Une origine sociale favorisée. Un cinquième des professionnels de la culture ont des parents cadres ou exerçant une profession intellectuelle supérieure, soit trois fois plus que dans l’ensemble de la population active. La surreprésentation des milieux aisés est particulièrement marquée chez les journalistes, les architectes et les artistes des spectacles. Les enfants d’ouvriers ne représentent que 7 % des effectifs culturels, contre 18 % dans l’ensemble des actifs.
Concentration francilienne stable. Près de 4 professionnels de la culture sur 10 résident en Île-de-France, contre 1 actif sur 5 en moyenne nationale. Cette surconcentration est cohérente avec la présence de l’essentiel des entreprises et institutions culturelles en région parisienne.

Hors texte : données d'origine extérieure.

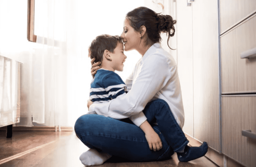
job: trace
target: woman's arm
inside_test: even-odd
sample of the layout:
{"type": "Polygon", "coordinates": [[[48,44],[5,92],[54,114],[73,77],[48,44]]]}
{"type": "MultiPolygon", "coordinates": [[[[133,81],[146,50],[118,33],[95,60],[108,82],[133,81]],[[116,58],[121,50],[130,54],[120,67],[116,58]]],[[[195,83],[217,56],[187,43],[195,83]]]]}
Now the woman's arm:
{"type": "Polygon", "coordinates": [[[92,60],[91,61],[91,63],[92,64],[91,72],[92,74],[92,76],[93,76],[93,78],[94,78],[94,76],[97,73],[97,71],[101,67],[101,66],[100,65],[100,62],[96,62],[95,63],[94,61],[95,61],[95,58],[93,58],[92,59],[92,60]]]}
{"type": "MultiPolygon", "coordinates": [[[[143,60],[142,65],[138,67],[141,69],[137,69],[140,72],[129,92],[108,103],[93,104],[89,110],[95,111],[99,115],[117,119],[128,118],[143,111],[147,104],[170,78],[170,70],[173,70],[170,68],[166,58],[162,55],[150,55],[143,60]]],[[[145,117],[136,125],[139,126],[146,120],[145,117]]]]}

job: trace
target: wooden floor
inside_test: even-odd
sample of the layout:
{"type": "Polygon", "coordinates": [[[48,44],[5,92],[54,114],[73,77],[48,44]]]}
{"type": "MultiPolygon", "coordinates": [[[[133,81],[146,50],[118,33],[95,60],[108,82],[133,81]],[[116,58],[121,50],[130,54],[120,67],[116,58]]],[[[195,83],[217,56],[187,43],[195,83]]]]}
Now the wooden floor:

Des conditions d’emploi structurellement précaires
Le non-salariat, une réalité trois fois plus répandue. En 2019, 39 % des professionnels de la culture sont non-salariés, contre seulement 12 % dans l’ensemble de la population active. Cette part a même progressé de 8 points depuis 1995. Les photographes (81 %), les auteurs et traducteurs (75 %) et les artistes plasticiens (80 %) sont quasi exclusivement indépendants. Le non-salariat s’est particulièrement développé chez les femmes, passant de 20 % à 36 % en vingt-cinq ans.

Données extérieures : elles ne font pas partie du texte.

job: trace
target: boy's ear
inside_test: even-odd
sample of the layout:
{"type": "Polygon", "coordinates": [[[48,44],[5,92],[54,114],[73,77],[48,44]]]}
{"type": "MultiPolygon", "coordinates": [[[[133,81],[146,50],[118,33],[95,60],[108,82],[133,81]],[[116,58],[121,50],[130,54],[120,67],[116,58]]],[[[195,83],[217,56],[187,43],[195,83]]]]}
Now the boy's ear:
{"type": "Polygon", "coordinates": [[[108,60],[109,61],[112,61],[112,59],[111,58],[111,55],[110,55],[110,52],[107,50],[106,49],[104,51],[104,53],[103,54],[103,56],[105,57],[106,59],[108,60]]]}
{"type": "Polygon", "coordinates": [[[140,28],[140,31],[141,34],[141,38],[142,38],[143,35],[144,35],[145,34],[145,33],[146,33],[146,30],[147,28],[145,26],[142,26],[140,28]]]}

La pluriactivité, signe d’une atomisation de l’emploi. 15 % des professionnels de la culture exercent plusieurs activités professionnelles simultanément, contre 5 % dans l’ensemble des actifs. Les professeurs d’art et les artistes des spectacles salariés sont les plus concernés (31 % de pluriactifs). Cette pluriactivité est souvent subie : 60 % des salariés culturels pluriactifs travaillent à temps partiel dans leur activité principale, et 52 % d’entre eux n’ont pas la possibilité d’augmenter leur volume horaire.
La fragmentation des contrats. La part des CDD parmi les salariés culturels est passée de 20 % à 29 % entre 1995 et 2019, soit le double du taux observé pour l’ensemble des salariés (14 %). Ces contrats sont souvent très courts : 43 % des salariés culturels en CDD ont un contrat de moins d’un mois, contre 7 % pour l’ensemble. Les artistes des spectacles (70 % en CDD) et les techniciens de l’audiovisuel (43 %) sont les plus exposés, notamment via le recours massif au CDD d’usage (CDDU), dispositif dérogatoire propre aux secteurs du spectacle vivant et de l’audiovisuel.

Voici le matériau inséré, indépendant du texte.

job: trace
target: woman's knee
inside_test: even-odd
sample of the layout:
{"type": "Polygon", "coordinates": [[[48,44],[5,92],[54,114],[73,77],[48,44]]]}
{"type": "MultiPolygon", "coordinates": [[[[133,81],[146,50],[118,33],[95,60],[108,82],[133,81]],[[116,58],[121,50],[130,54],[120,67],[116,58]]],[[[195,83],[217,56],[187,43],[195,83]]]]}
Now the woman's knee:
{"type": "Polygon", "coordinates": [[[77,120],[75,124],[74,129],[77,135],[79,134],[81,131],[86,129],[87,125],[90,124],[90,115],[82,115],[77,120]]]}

Le réseau, premier vecteur d’accès à l’emploi. 38 % des salariés culturels ont trouvé leur emploi principal par leurs relations personnelles ou professionnelles, contre 32 % pour l’ensemble des actifs. Cette primauté du réseau — particulièrement forte chez les techniciens (47 %) et les cadres artistiques (42 %) — révèle la logique de réputation et de cooptation qui structure les marchés du travail culturels, notamment dans le spectacle vivant et l’audiovisuel.
Des horaires atypiques généralisés. 56 % des professionnels de la culture sont soumis à au moins un horaire atypique (travail le soir, la nuit, le week-end), contre 41 % pour l’ensemble des actifs. Les photographes et les artistes des spectacles sont les plus exposés (70 % chacun). Plus d’un tiers des professionnels de la culture ont des horaires variables d’une semaine sur l’autre, soit le double de la moyenne nationale.
Points clés à retenir
En vingt-cinq ans, les professions culturelles ont connu une transformation profonde : forte croissance des effectifs dans les métiers numériques et de l’audiovisuel, recul des savoir-faire artisanaux et des professions patrimoniales, élévation du niveau de formation et lente féminisation. Ces mutations s’inscrivent dans des tendances communes à l’ensemble du marché du travail, mais avec des ampleurs systématiquement supérieures — qu’il s’agisse du recours au non-salariat, de la fragmentation contractuelle ou de la pluriactivité. Le secteur culturel reste ainsi un laboratoire avancé des transformations du travail contemporain, où flexibilité et passion professionnelle se conjuguent souvent avec précarité économique.